Uh, no, somehow in the beginning when we came over to this country, they uh, like my uncle used to introduce me this is Abe Pasternak, my nephew who just came over from Europe, he was in a concentration camp. And that was left. And all of a sudden, we started... My first sentence in English, really English, was this, "If you laugh, everybody laughs with you and if you cry, you cry by yourself." It never occurred to me why would anyone tell me that, that story. And it was not one individual who told me this, many of them said it. I guess uh, I went to Los Angeles, I stayed there for four weeks, but that was uh, that was not my lifestyle. I was not used to it, maybe nothing was appealing to me. Uh, I was uh, I didn't know what I really wanted. The only thing I do remember, I wanted to go in the corner and cry. Cry myself out pretty good but I wasn't able to do it either. But I managed and I uh, I was in uh, drafted, I got here in '47, 1947, and I was drafted in 1948. I went into the army late '48, I was drafted for twenty-one months. I went into the army late '48. My first basic training was in Breckenridge, Kentucky. Somehow, I found a uh, as they say, a home in the army. Then they found out that I uh, I was in a concentration camp, they turned me over to a psychologist. And he asked me about my experiences, but he didn't, he couldn't speak uh, I didn't speak English well at the time and he didn't speak Yiddish. So there was a, a frustration uh, between, uh... It was frustrated, frustration, frustrating for him and it was frustrating, I mean, for, for me. And he picked out that much that I was a yeshiva bucher, so I was assigned and they really needed somebody who should be able to daven and conduct services, so they made me an acting Chaplain. And they took me to school and I started to pick up the language and would you believe it, in addition to my activities as an acting Chaplain, I was the TIP man, I was Troop Information Program. I had a hard time, I mean, to read that bulletin which I was supposed to talk to them about it. But having been familiar, familiar with a little bit of European history and geography and a little bit of the area, so I was able to make out and mostly at that particular time, you know, it was the Wall, the wall that the East Germans were building, so this is where I was assigned to talk about. And I managed.
When you were made Chaplain, after going through what you went through, did you at any time um, lose faith?

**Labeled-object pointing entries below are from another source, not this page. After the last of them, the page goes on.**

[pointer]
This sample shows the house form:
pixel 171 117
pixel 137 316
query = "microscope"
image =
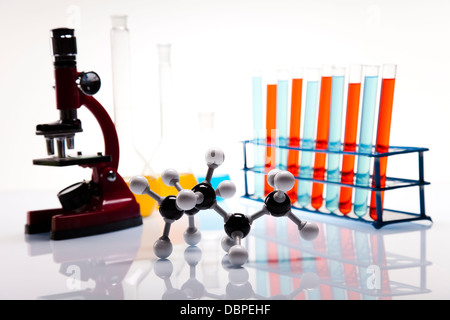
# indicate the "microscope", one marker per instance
pixel 105 203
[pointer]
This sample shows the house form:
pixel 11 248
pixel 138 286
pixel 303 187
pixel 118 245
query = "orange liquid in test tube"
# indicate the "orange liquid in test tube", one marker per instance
pixel 294 133
pixel 321 141
pixel 271 122
pixel 384 128
pixel 351 129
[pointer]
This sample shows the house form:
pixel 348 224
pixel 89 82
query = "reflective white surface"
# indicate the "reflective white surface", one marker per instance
pixel 354 261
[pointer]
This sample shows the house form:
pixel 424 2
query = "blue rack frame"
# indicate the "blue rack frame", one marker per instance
pixel 391 183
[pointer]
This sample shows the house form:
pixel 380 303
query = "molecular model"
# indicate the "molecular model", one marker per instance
pixel 203 196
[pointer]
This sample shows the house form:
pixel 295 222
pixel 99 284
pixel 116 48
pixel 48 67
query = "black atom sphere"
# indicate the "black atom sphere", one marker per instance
pixel 237 222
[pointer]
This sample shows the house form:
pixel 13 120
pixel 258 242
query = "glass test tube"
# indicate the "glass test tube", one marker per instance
pixel 365 138
pixel 323 123
pixel 384 127
pixel 351 129
pixel 282 120
pixel 271 125
pixel 309 123
pixel 258 134
pixel 334 138
pixel 294 130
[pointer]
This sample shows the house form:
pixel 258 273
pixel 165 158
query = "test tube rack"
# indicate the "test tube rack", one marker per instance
pixel 384 216
pixel 351 262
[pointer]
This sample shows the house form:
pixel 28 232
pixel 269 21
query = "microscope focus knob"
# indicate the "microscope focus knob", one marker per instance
pixel 89 83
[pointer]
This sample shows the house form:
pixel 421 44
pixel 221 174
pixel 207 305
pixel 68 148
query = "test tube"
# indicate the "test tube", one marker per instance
pixel 384 128
pixel 309 122
pixel 258 134
pixel 323 123
pixel 334 138
pixel 282 118
pixel 271 125
pixel 351 129
pixel 365 138
pixel 294 130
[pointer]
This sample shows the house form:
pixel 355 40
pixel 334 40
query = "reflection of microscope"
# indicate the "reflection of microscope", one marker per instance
pixel 105 203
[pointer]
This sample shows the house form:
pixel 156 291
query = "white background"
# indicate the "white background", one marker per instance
pixel 216 45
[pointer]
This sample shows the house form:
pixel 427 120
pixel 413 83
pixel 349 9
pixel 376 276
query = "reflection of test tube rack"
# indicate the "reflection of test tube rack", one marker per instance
pixel 384 216
pixel 351 263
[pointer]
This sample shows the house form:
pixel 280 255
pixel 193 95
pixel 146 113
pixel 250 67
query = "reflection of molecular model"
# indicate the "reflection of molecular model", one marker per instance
pixel 203 196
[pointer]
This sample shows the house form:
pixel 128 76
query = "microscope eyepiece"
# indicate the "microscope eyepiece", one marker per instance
pixel 64 46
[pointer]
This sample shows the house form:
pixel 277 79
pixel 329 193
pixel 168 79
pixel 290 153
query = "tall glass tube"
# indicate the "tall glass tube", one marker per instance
pixel 334 138
pixel 282 118
pixel 131 161
pixel 258 133
pixel 351 129
pixel 384 127
pixel 309 124
pixel 323 123
pixel 366 138
pixel 294 130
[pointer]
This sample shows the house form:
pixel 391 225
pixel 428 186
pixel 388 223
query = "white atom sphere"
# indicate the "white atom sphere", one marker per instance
pixel 170 177
pixel 186 199
pixel 138 184
pixel 284 181
pixel 214 157
pixel 271 177
pixel 226 189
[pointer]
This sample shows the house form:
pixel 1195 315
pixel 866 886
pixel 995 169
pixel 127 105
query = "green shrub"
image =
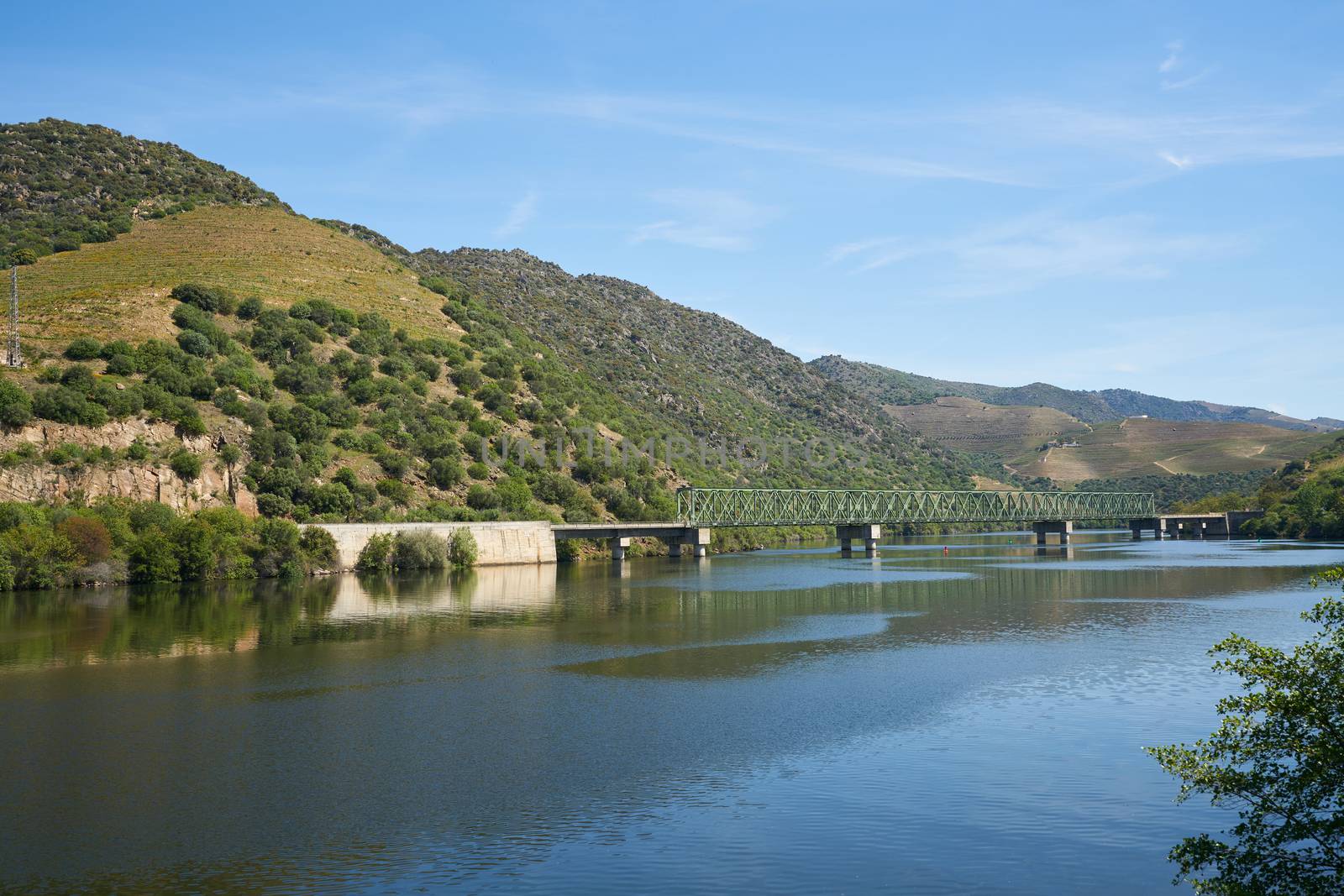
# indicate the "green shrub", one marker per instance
pixel 514 495
pixel 65 405
pixel 40 557
pixel 250 308
pixel 89 537
pixel 420 550
pixel 84 349
pixel 376 555
pixel 445 472
pixel 480 497
pixel 319 548
pixel 121 365
pixel 461 550
pixel 197 344
pixel 275 506
pixel 186 464
pixel 15 405
pixel 203 297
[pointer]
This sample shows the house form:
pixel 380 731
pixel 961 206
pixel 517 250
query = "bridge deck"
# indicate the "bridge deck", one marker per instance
pixel 843 506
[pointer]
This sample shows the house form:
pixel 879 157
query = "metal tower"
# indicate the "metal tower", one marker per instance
pixel 15 358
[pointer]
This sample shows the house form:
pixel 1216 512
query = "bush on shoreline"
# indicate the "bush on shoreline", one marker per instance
pixel 118 540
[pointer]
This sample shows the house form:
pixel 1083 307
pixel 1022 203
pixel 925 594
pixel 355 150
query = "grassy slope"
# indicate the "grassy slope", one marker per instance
pixel 698 372
pixel 120 289
pixel 1147 446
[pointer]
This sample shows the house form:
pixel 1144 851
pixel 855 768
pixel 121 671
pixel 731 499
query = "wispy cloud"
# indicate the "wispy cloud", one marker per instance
pixel 1173 60
pixel 519 215
pixel 1041 249
pixel 706 219
pixel 1187 82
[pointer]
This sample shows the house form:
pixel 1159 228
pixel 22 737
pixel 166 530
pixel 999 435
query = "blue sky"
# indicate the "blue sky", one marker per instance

No. I was very religious in the uh, in concentration camp. In fact, while I was in Buchenwald, we had access to some paper and pencil and, you know, Jews always stick together, we wrote down the, the prayers. And I remember many Hungarians, people who were not religious at home, said to me, "Please say some prayer with me." We did. We always used to daven. After we got out of the concentration camp, that's when we started to question. While we were there, we didn't. Anybody who got a hold of a Siddur and there was, because there was a group of people from Czestochowa came and they were able to bring some tefillin and oh, to put on tefillin. They used to surround you, you know, put on to something uh, my God, that was uh, like having a loaf of bread, eating a loaf of bread.